According to NDC publications, balancing regional development is yet a third consideration, and for most of the industries selected there are existing industry clusters in various parts of Taiwan. For example, the machinery makers are famously clustered in Taichung, while green energy installations are found primarily in the south of Taiwan.

Yet this approach has also led to accusations of political favoritism. “If you look more closely at those industries selected you can see that they are clustered in DPP counties for the benefit of the local parties,” says TIER’s Chiu.

ITRI’s Su admits the industries selected do in fact benefit DPP-controlled regions, but explains that deep local involvement in the programs is a key difference distinguishing Ma-era initiatives from the 5+2 plan. “Whereas most of the time the drivers are at the central government, now each sector has a collaborator or owner from one of the cities,” he says. “Local city ownership hand in hand with the central government – this is a big change.”

Su says that collaboration between the local mayor or administrator and the central government leads to more efficient implementation, which he sees as a big improvement over the previous government’s tendency to dictate policy from above. On the other hand, “the minus is that the city mayor will need to look beyond his jurisdiction and think about the whole of Taiwan,” he notes, citing that as a reason why central government oversight is necessary.

The Asia·Silicon Valley program thus comes under the NDC but with the enthusiastic support of Taoyuan Mayor Cheng Wen-tsan, while Smart Machinery is under the joint auspices of the Ministry of Economic Affairs (MOEA) and the Taichung city government. A dedicated research institute for Green Energy will be built in Tainan, and will fall under the supervision of both the MOEA and the Ministry of Science and Technology (MOST).

Critics also question the 5+2 plan’s goals for Green Energy and Defense. “Once you start a national defense industry, you have to put up with a lot of fixed costs and lots of ongoing variable costs,” says TIER’s Chiu. To recoup these costs, “you have to have a channel to sell those products to overseas markets, and that’s not going to happen because China will protest. So allocating budget in this area could be a problem.”

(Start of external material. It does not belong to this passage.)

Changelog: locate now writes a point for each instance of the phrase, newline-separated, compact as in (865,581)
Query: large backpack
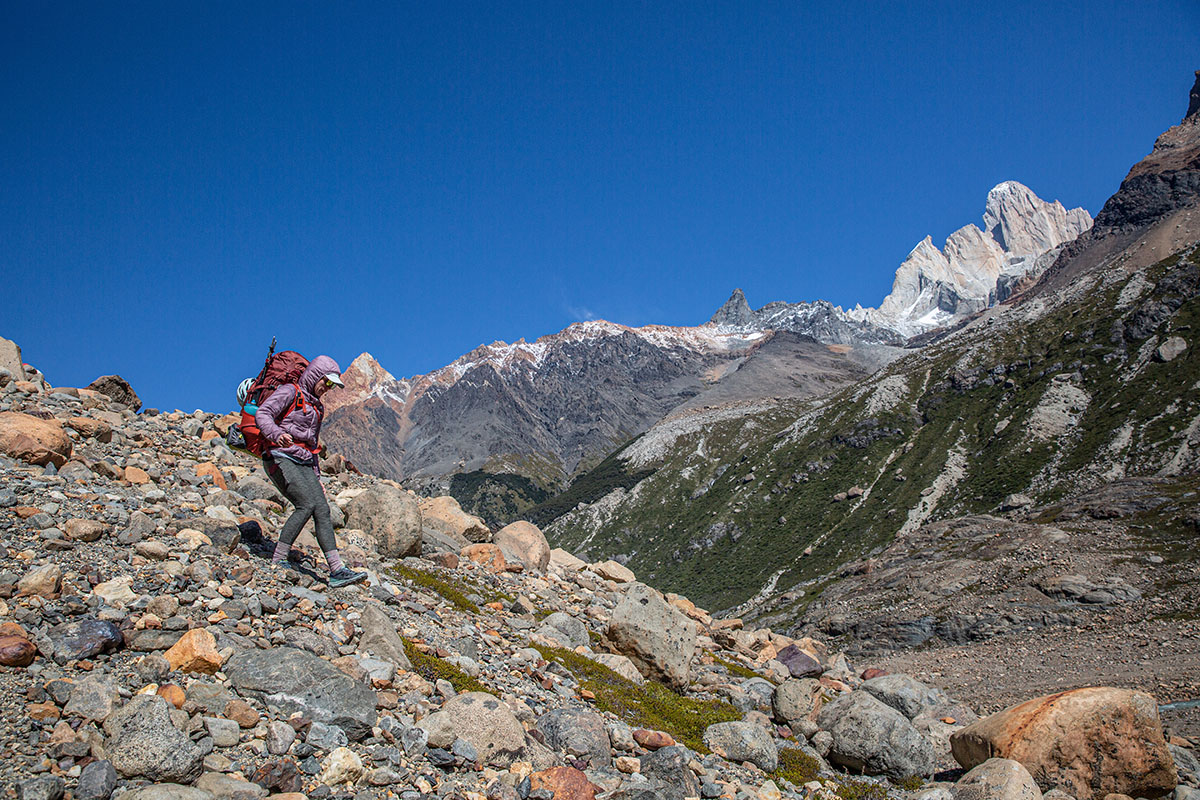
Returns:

The Green Energy sector, for its part, is developing too slowly and will not provide sufficiently reliable and affordable power, according to various critics.

Yet ITRI’s Su sees the 5+2 plan’s goals in these two sectors as emblematic of its overall strengths: clear articulation and firm commitment. With the government’s pronounced goals on Green Energy and National Defense, “it’s pretty clear where they want to go,” he observes. “If it’s clearly said, ultimately government, industries, and research institutes such as ITRI will find a way to overcome the challenges. The question is whether they can sustain this direction for five to ten years without major changes – that will be the big challenge.”